21 September 2024

Panida Yospanya, better known as Nong Baem, who made national headlines last year after she exposed corruption at a local government agency tasked with helping the poor in the northeastern province of Khon Kaen, has finally got a job offer – but not before she had to air her grievances about a broken job promise with the media.

 

The young graduate said today she received a call from the Government House offering her a position at a regional office of the Public Sector Anti-Corruption Commission. 


The job offer came only a day after she complained to the media in Khon Kaen that she was unable to get a job at the Social Development and Human Security Ministry despite an earlier promise by its officials that she was assured of employment at the ministry upon her graduation.


The job promise was seen as a recognition for her role in bringing corruption at the local office in Kon Kaen of the ministry to the attention of the National Council for Peace and Order (NCPO) and the National Anti-Corruption Commission last August.    

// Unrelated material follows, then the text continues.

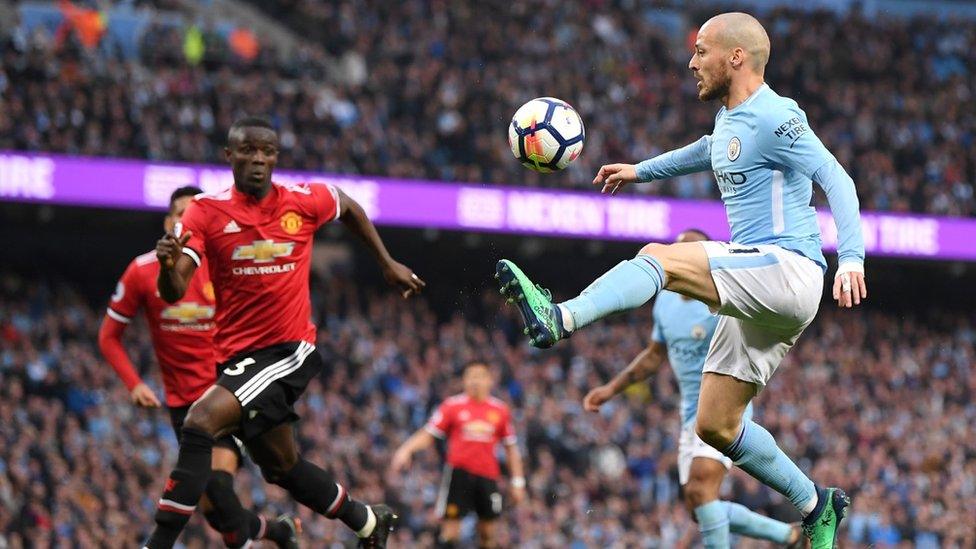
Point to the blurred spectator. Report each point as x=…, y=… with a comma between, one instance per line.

Panida, who was a student in the Humanities and Social Sciences Faculty of Maha Sarakham University, was working as an intern at the Centre for the Protection of the Destitute when she came across evidence of embezzlement of funds allocated for the poor.

She came across the corrupt practice as she was unwittingly involved in the forgery of more than 2,000 receipts that allowed corrupt officials to pocket public funds of worth more than Bt6.9 million.  She subsequently reported her findings to the NCPO and the NACC, prompting a nation-wide investigation that uncovered similar corrupt practices at many other centres.


Panida became an overnight celebrity and was offered employment at the ministry upon graduation.   But four months after her graduation, the promise remained unfulfilled.


Speaking to the press in Khon Kaen on Thursday, she said she contacted officials at the ministry and was  told to wait for new openings and go through the normal recruitment process.  


But Panida’s disappointment didn’t last very long. She said that today she received a call from an official working for Deputy Prime Minister Wissanu Krea-ngam with a job offer at the Zone 4 office of the Public Sector Anti-Corruption Commission in Khon Kaen.


“I feel overwhelmed by it,” she said, thanking Prime Minister Prayut Chan-on-cha for giving her an opportunity to serve the government.


She said she was excited by the prospect of becoming a civil servant “to work for the community and the society”.